Barang apa Jadinya Jika Gibran Lawan Tempat Kosong di Pilkada? Ini Sebutan PDIP

July 24, 2020 By Jeffrey Powell

Jakarta

PDIP menyambut prediksi jika nantinya Gibran Rakabuming Raka akan berhadapan dengan tempat kosong di Pilkada Solo. Melayani kotak kosong dinilai PDIP selalu sebuah bagian dari demokrasi dengan sehat.

Sekjen PDIP Hasto Kristiyanto awalnya menjelaskan soal banyaknya dukungan dari parpol asing kepada Gibran maupun calon Tumenggung Kediri Hanindhito Himawan Pramono yang juga diusung PDIP. Hasto menilai dukungan itu sebagai tanda kepemimpinan keduanya bisa diterima.

“Jadi ketika Mas Gibran maupun Mas Dhito mendapatkan dukungan dengan besar dari partai politik yang lain, itu artinya kepemimpinannya menyatukan, artinya kepemimpinannya diterima, sehingga partai yang lain memberikan dukungan. Dan dengan banyaknya dukungan ini yang dinilai meyakinkan oleh PDI Perjuangan justru tidak menyurutkan langkah-langkah Mas Dhito & Mas Gibran untuk terus menerus turun (ke lapangan), ” sekapur Hasto dalam konferensi pers maya, Jumat (24/7/2020).

“Justru secara banyak dukungan itu, menunjukkan sebagai tantangan untuk menampilkan suatu gaya kepemimpinan, yang benar-benar mewakili segenap harapan dari masyarakat, di mana mereka berdua akan mewakilinya. Malah mereka membuat semakin bekerja berlelah-lelah menjadi motivasi, ” imbuhnya.

Hasto lalu bicara perkara proses pemilihan yang sudah diatur. Menurutnya, Mahkamah Konsitusi telah membuktikan opsi kotak kosong dimungkinkan jika ada calon tunggal yang kuat.

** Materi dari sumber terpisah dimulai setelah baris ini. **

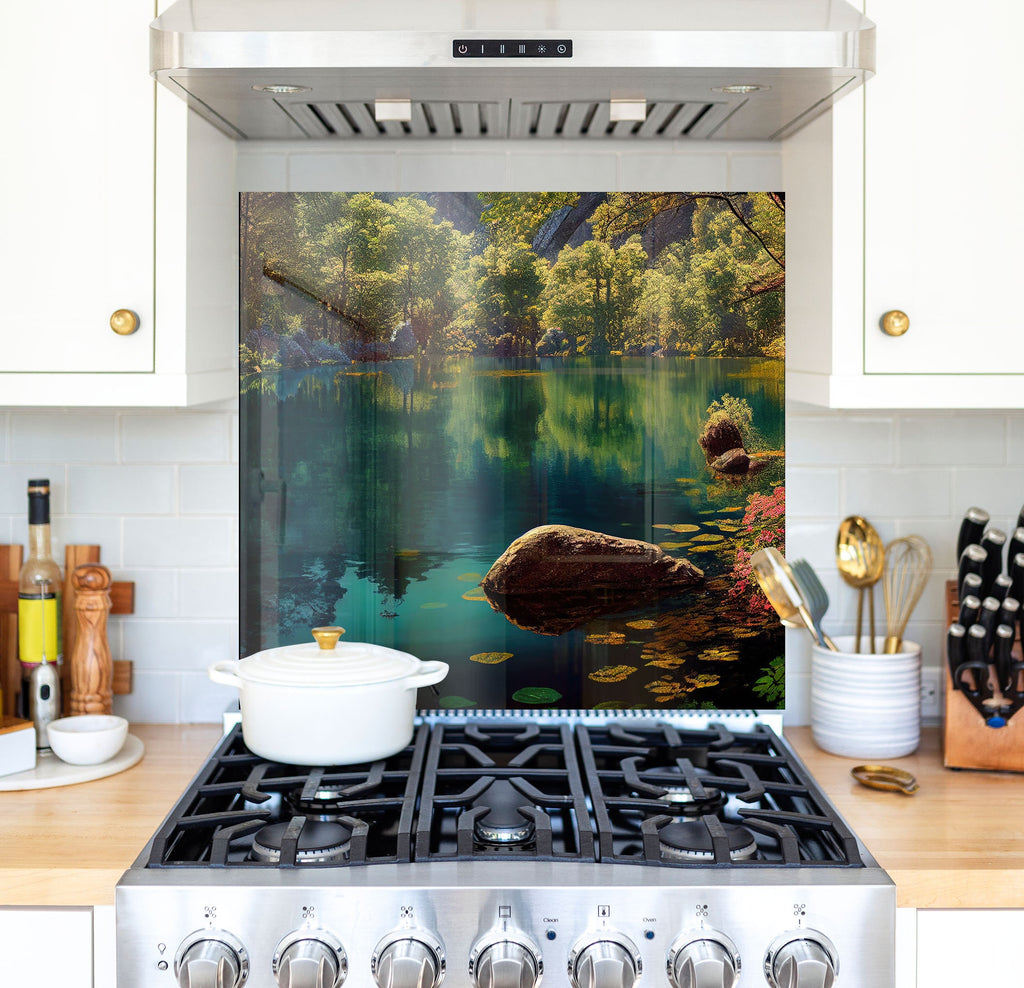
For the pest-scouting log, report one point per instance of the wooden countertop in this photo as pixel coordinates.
(957, 843)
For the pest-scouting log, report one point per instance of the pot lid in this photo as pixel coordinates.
(328, 662)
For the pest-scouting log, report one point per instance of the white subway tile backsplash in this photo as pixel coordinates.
(156, 697)
(210, 489)
(360, 172)
(811, 492)
(926, 440)
(897, 492)
(179, 645)
(653, 172)
(569, 171)
(179, 542)
(209, 593)
(998, 489)
(79, 437)
(752, 173)
(122, 489)
(812, 440)
(156, 592)
(175, 437)
(439, 172)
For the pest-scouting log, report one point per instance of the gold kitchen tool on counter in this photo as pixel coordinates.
(860, 560)
(885, 777)
(907, 566)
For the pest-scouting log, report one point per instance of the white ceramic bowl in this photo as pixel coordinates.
(88, 738)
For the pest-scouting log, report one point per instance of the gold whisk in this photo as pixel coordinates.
(908, 564)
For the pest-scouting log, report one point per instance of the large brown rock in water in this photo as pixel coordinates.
(720, 435)
(559, 559)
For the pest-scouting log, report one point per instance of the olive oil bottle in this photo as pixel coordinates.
(39, 589)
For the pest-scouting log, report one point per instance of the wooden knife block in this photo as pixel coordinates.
(122, 602)
(968, 741)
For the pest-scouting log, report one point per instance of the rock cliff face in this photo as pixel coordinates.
(556, 577)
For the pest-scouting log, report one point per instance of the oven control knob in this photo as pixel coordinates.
(505, 961)
(605, 960)
(409, 959)
(706, 960)
(801, 958)
(211, 958)
(312, 958)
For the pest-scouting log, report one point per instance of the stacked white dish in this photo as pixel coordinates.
(865, 705)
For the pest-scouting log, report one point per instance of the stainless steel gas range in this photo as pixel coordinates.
(501, 853)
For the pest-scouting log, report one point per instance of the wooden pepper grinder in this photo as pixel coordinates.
(91, 667)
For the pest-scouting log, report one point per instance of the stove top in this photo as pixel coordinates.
(503, 852)
(644, 793)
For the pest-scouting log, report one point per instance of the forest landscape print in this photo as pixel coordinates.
(535, 435)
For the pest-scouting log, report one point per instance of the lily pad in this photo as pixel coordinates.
(537, 694)
(611, 674)
(608, 638)
(491, 658)
(456, 701)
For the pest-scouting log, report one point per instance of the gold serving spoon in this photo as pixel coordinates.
(860, 558)
(775, 580)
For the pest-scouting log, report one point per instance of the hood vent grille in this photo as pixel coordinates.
(354, 120)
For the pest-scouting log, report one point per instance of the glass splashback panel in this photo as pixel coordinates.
(534, 435)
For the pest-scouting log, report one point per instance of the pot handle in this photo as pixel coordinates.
(429, 674)
(224, 674)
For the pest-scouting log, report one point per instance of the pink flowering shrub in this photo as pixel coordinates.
(764, 521)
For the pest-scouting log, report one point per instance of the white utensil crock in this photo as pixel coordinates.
(310, 704)
(865, 705)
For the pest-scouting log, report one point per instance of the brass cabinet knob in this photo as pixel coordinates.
(124, 321)
(895, 323)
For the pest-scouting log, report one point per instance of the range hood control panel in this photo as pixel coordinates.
(514, 48)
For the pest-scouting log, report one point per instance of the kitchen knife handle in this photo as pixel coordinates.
(1004, 644)
(970, 608)
(1016, 545)
(972, 527)
(972, 561)
(1000, 587)
(955, 652)
(993, 543)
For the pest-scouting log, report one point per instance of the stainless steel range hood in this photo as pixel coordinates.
(511, 69)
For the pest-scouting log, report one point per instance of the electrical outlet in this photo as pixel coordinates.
(931, 693)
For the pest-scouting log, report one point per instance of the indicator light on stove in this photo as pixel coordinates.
(605, 960)
(312, 958)
(211, 958)
(802, 958)
(708, 960)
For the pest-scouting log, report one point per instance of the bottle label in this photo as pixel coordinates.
(39, 629)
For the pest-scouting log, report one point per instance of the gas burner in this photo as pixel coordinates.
(682, 802)
(692, 842)
(320, 843)
(502, 824)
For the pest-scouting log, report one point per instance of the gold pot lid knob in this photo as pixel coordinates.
(895, 323)
(328, 636)
(124, 321)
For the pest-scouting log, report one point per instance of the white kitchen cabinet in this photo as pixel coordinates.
(46, 946)
(902, 199)
(101, 214)
(969, 947)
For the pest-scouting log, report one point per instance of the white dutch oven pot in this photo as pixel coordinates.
(328, 702)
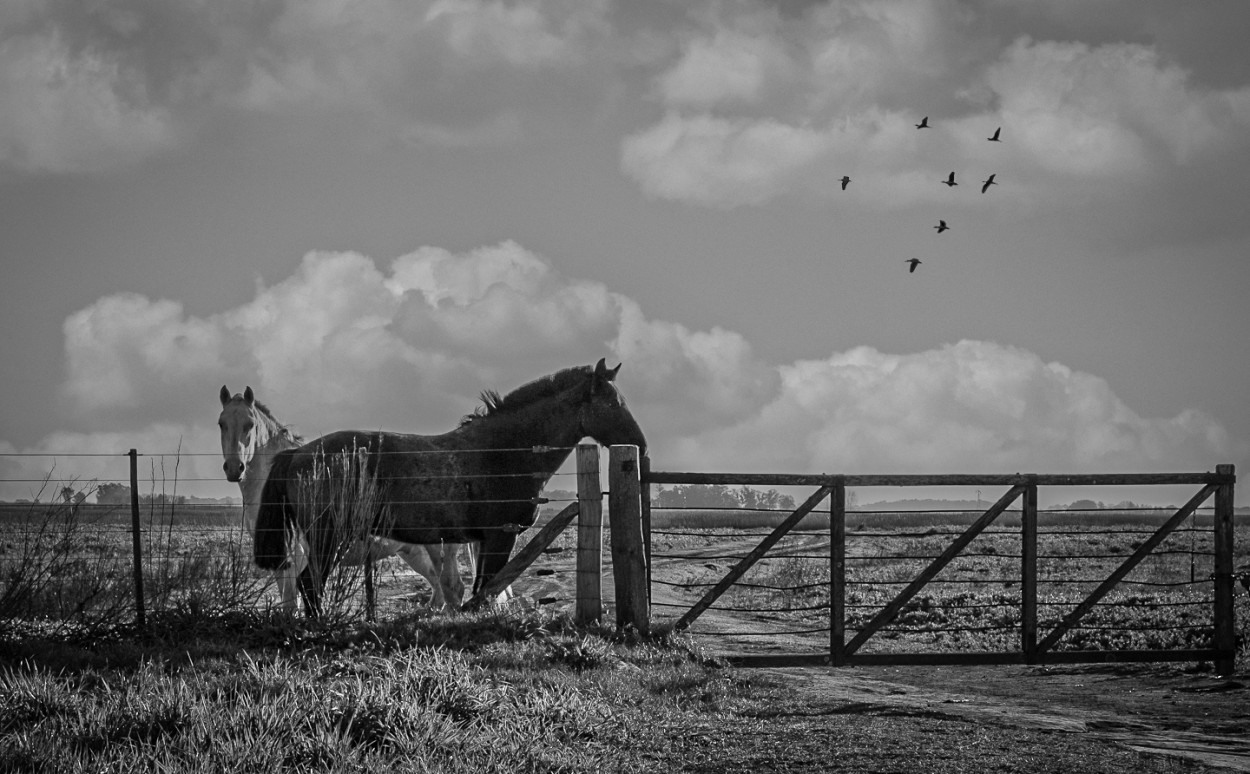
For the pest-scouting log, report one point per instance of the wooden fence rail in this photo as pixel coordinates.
(1020, 487)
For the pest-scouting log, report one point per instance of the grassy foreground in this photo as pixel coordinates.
(503, 690)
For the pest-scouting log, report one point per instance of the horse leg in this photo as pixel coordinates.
(473, 550)
(424, 562)
(289, 578)
(495, 549)
(453, 583)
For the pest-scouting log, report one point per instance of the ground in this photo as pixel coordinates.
(980, 717)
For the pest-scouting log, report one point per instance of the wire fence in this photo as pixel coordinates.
(99, 539)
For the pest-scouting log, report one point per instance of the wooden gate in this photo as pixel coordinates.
(1036, 643)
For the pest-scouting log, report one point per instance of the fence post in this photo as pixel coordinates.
(625, 520)
(590, 537)
(1225, 634)
(140, 614)
(370, 592)
(645, 497)
(838, 574)
(1029, 574)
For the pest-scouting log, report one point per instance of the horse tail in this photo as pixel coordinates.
(273, 518)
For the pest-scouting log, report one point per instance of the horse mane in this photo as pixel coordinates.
(531, 392)
(281, 429)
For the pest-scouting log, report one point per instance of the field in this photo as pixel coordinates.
(211, 685)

“Toh kemudian, jika ditinjau dari proses election-nya, Majelis hukum Konstitusi telah mengatur, ketika ada kecenderungan seseorang menjadi calon tunggal karena basis legitimasinya cukup kuat, maka tetap masyarakat diberikan alternatif adanya kotak kosong. Jadi, tersebut juga sebuah proses demokrasi yang sehat, ” ujar Hasto.

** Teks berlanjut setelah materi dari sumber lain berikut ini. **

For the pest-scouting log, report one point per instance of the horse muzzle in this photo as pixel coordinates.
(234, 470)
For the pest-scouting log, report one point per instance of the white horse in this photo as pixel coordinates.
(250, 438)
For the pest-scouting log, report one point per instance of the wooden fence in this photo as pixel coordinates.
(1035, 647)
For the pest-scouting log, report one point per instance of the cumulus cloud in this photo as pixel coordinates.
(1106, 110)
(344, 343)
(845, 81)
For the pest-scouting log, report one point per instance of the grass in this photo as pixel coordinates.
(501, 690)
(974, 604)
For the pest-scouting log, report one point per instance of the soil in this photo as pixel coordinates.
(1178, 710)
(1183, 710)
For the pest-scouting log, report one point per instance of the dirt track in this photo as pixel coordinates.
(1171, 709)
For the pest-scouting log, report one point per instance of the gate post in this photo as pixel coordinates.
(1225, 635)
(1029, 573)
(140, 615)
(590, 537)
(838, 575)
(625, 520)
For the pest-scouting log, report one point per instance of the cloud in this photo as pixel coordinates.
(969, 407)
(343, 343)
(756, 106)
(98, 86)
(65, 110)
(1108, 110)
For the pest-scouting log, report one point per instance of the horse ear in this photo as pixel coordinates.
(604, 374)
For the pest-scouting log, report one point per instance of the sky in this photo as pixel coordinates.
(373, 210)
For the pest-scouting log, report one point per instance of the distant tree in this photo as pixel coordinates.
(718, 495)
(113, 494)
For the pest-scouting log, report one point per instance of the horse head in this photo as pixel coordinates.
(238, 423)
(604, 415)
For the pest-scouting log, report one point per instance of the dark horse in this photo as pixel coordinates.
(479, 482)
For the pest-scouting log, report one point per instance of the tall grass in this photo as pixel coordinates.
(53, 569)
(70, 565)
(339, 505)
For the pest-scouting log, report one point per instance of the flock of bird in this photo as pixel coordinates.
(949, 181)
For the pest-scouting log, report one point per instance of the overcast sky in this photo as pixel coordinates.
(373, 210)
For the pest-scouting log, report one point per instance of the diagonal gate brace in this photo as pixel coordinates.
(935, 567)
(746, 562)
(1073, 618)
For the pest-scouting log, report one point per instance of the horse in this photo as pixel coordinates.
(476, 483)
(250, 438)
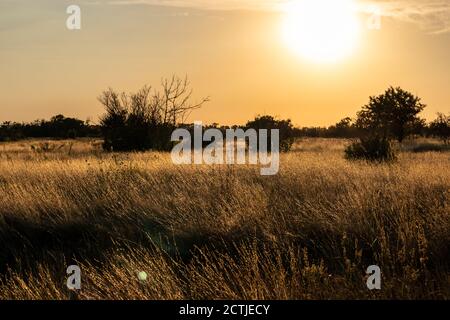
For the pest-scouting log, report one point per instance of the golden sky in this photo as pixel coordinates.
(233, 51)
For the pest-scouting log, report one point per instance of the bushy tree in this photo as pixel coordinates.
(393, 114)
(285, 127)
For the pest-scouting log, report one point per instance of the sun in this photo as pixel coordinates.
(321, 30)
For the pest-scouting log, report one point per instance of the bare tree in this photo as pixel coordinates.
(176, 100)
(145, 119)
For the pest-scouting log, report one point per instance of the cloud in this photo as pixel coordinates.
(431, 15)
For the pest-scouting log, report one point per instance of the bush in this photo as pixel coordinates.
(372, 148)
(285, 127)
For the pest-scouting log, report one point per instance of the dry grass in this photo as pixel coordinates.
(222, 232)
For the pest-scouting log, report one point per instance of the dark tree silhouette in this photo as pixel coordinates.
(145, 120)
(285, 127)
(393, 114)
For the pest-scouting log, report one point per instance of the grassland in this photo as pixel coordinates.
(221, 232)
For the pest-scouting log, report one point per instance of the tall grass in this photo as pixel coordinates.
(222, 232)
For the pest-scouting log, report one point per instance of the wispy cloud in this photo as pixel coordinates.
(431, 15)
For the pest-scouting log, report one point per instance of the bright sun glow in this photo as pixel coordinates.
(321, 30)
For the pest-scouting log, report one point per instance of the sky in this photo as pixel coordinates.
(232, 51)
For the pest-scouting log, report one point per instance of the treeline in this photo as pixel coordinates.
(58, 127)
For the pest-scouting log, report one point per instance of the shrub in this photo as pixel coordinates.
(371, 148)
(285, 127)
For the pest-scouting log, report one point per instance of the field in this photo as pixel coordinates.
(221, 232)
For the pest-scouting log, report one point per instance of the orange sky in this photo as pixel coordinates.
(236, 56)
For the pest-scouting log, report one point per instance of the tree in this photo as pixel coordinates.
(285, 128)
(440, 127)
(145, 120)
(393, 114)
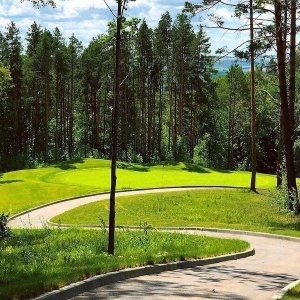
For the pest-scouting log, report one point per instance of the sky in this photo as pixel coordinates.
(87, 19)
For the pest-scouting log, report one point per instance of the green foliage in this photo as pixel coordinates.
(5, 232)
(21, 190)
(216, 208)
(36, 261)
(293, 294)
(201, 152)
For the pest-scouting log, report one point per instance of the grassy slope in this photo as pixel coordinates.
(34, 262)
(21, 190)
(237, 209)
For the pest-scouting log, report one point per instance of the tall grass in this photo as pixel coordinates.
(37, 261)
(236, 209)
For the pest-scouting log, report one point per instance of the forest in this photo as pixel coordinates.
(57, 98)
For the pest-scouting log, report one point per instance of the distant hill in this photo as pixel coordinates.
(223, 65)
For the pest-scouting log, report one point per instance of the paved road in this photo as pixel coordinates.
(259, 277)
(275, 264)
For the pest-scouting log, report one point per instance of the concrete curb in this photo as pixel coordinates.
(80, 287)
(221, 230)
(285, 290)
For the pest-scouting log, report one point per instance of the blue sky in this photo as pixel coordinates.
(88, 18)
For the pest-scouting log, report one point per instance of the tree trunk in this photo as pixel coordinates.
(253, 105)
(286, 119)
(112, 202)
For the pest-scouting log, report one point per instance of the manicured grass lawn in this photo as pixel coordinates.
(293, 294)
(21, 190)
(37, 261)
(225, 208)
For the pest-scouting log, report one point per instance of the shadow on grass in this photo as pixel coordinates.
(131, 167)
(194, 168)
(163, 164)
(68, 165)
(223, 171)
(10, 181)
(292, 225)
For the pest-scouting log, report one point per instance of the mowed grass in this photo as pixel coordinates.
(21, 190)
(37, 261)
(293, 294)
(217, 208)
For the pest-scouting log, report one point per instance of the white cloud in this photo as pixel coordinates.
(89, 18)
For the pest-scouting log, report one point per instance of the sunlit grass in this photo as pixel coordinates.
(293, 294)
(225, 208)
(21, 190)
(37, 261)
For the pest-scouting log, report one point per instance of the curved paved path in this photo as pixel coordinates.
(275, 264)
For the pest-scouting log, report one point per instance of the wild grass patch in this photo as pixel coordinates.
(36, 261)
(226, 208)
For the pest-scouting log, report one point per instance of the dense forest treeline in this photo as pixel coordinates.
(57, 103)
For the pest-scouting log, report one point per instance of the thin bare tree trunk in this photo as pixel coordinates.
(112, 202)
(253, 105)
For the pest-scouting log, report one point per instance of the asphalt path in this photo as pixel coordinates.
(274, 265)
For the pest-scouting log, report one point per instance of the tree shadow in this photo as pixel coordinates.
(132, 167)
(163, 164)
(9, 181)
(205, 282)
(222, 171)
(194, 168)
(69, 164)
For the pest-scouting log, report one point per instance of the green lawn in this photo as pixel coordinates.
(37, 261)
(21, 190)
(293, 294)
(225, 208)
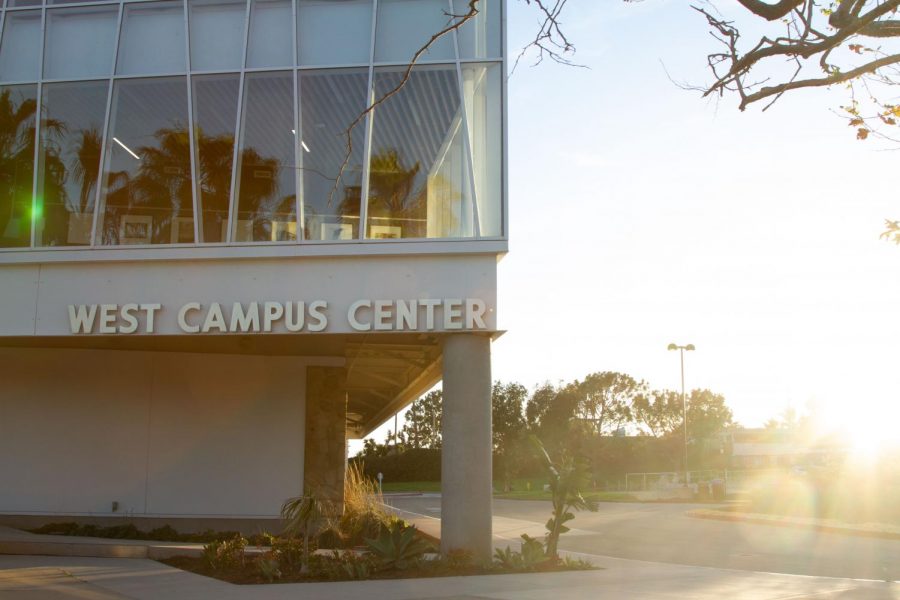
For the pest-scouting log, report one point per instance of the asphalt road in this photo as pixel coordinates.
(663, 533)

Selain itu, Hasto mengutarakan Gibran dan Dhito telah mencari jalan merebut hati masyarakat bahkan sebelum mendapatkan rekomendasi dari partai. Menurutnya, hal itu merupakan proses seseorang menjadi pemimpin.

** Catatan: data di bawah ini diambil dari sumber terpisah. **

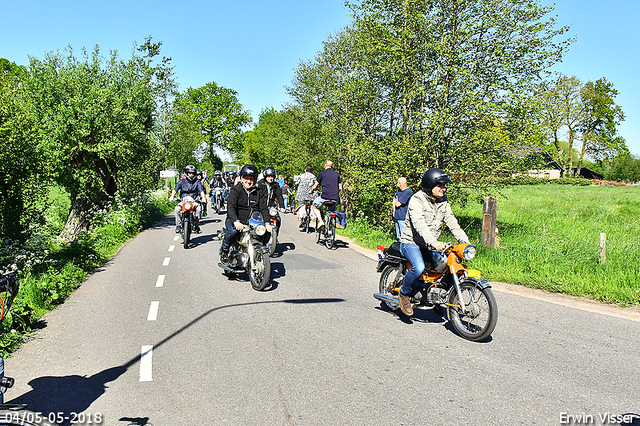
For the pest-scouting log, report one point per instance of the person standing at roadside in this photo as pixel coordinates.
(400, 204)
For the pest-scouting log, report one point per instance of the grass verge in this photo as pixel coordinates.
(50, 271)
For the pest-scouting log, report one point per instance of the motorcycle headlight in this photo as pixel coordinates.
(469, 252)
(260, 230)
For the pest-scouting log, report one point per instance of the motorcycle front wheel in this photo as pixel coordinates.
(273, 241)
(186, 233)
(390, 280)
(259, 270)
(330, 233)
(479, 319)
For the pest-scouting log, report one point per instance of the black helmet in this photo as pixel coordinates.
(190, 169)
(249, 170)
(431, 178)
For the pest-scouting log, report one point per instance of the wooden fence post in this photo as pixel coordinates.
(489, 218)
(603, 247)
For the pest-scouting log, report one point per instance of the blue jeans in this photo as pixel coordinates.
(415, 255)
(399, 226)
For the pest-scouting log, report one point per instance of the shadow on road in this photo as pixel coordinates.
(74, 394)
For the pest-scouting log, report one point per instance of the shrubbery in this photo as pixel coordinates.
(50, 270)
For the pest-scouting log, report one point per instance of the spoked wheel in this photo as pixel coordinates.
(260, 270)
(479, 319)
(273, 241)
(390, 282)
(330, 233)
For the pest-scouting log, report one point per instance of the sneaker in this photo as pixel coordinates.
(405, 304)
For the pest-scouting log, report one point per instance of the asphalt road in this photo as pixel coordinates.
(314, 349)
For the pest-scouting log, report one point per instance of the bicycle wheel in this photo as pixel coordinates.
(330, 233)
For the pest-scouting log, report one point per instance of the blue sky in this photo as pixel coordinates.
(254, 46)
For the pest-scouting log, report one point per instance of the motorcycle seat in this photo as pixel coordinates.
(394, 250)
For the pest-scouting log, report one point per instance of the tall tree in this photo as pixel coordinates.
(94, 120)
(21, 163)
(218, 114)
(412, 84)
(599, 126)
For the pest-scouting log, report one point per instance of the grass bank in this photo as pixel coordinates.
(549, 239)
(50, 271)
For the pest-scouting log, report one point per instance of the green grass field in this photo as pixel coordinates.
(549, 238)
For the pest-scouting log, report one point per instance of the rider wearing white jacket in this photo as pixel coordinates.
(428, 209)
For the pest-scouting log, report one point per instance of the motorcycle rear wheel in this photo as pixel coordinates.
(273, 241)
(390, 279)
(481, 315)
(260, 270)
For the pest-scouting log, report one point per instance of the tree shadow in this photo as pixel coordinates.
(75, 393)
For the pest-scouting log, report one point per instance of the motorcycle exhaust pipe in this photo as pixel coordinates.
(388, 299)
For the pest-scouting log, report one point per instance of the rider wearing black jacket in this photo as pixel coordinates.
(244, 199)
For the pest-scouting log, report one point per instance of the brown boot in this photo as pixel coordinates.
(405, 305)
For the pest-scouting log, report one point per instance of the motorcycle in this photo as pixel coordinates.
(217, 203)
(447, 283)
(188, 216)
(273, 241)
(248, 254)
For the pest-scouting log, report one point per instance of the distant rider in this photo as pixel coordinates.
(303, 184)
(218, 182)
(188, 187)
(200, 175)
(428, 209)
(271, 187)
(244, 199)
(331, 186)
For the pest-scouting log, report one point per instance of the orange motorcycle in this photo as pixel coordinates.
(447, 284)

“Mas Dhito memilih ke lapangan dulu, ‘biarlah kami ke lapangan dulu, kami bekerja untuk rakyat, awak merasakan aspirasi dan harapan dari masyarakat’. Demikian pula Mas Gibran. Mas Gibran masuk keluar kampung dan kemudian mendapatkan respons, & respons itu beragam. Tetapi tersebut justru merupakan bagian dari cara penggemblengan calon-calon pemimpin tersebut. Tertib yang pro maupun kontra tersebut adalah dialektika, yang proses seseorang untuk menjadi pemimpin, ” cakap Hasto.